Our morning started with a lecture from Dr. Aimee Fox, who spoke to us about theaters of WWI outside of the Western Front. We learned of soldiers, whose voices had been muffled in our school curriculums, who had been deployed to Gallipoli, Salonica, Cairo, and more. We learned of the isolation, desolation, and exhaustive heat these men faced, and how, in spite of working hard to serve and often contracting illness, they were not regarded as highly as the soldiers of the Western trenches.
Following this, Dr. Emma Login opened up a conversation about memorials – their perceived value and how that changes across diverse populations and over time. We learned of symbolism, abstraction, representation, and function, examining in depth the specific cases of WWI memorials.
These lectures were not simply lectures – they were conversations. Throughout, I felt the compulsion to scribble some new insight in my notebook far too many times.

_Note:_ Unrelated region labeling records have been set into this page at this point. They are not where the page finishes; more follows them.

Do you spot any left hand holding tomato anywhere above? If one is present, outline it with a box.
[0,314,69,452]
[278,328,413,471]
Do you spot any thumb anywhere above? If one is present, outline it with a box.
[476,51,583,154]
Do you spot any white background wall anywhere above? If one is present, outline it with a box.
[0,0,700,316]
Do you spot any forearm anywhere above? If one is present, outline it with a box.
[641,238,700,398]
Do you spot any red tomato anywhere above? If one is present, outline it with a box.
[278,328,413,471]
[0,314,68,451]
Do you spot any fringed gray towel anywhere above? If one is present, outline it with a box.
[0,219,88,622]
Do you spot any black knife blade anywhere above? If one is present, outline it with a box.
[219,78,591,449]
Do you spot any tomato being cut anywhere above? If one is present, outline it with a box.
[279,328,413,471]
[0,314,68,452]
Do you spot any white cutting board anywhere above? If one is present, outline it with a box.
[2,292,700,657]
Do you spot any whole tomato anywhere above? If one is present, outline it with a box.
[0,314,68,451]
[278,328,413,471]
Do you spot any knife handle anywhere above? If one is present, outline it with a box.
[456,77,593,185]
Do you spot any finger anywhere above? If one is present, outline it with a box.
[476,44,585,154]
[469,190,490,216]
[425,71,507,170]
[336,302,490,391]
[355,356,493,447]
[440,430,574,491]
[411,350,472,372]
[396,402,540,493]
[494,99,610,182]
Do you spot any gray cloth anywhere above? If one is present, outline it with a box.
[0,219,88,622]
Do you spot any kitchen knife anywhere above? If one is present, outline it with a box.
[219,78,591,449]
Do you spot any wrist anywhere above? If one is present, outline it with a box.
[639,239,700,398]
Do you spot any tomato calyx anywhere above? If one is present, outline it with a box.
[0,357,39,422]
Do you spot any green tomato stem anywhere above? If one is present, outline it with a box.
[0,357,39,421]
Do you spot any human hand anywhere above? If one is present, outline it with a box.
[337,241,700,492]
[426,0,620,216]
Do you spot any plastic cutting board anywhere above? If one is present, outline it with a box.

–Enshia Li, Richmond Hill, ON
Today we had the privilege of traveling to Oxford. It wasn’t anything like I expected, in a good way, as I had no idea about all the beautiful architecture and museums. I also wasn’t aware of the deep history surrounding the university, such as the story behind « All Souls. » But along with the history, we also learned many team building skills and bonded further as a group. After we had some free time to roam around Oxford, we all partook in the Oxford/BVP version of « The Amazing Race. » In our leadership teams we raced around trying to be the first team to complete the task, which caused us collaborate our ideas in order to solve the problems and helped us bond. After that we went punting, which was a new experience for all of us. It was very hard – trying to propel a long slim boat along a river, with a small current, with a long metal rod, is not for a short person like myself. Because it was so hard, albeit really fun, we had to work together to try and paddle our way down the river. Today I feel we bonded and grew closer as a group. I feel like this will be important as we travel to Ypres tomorrow to a more sombre scene of remembrance as we visit more memorials and cemeteries.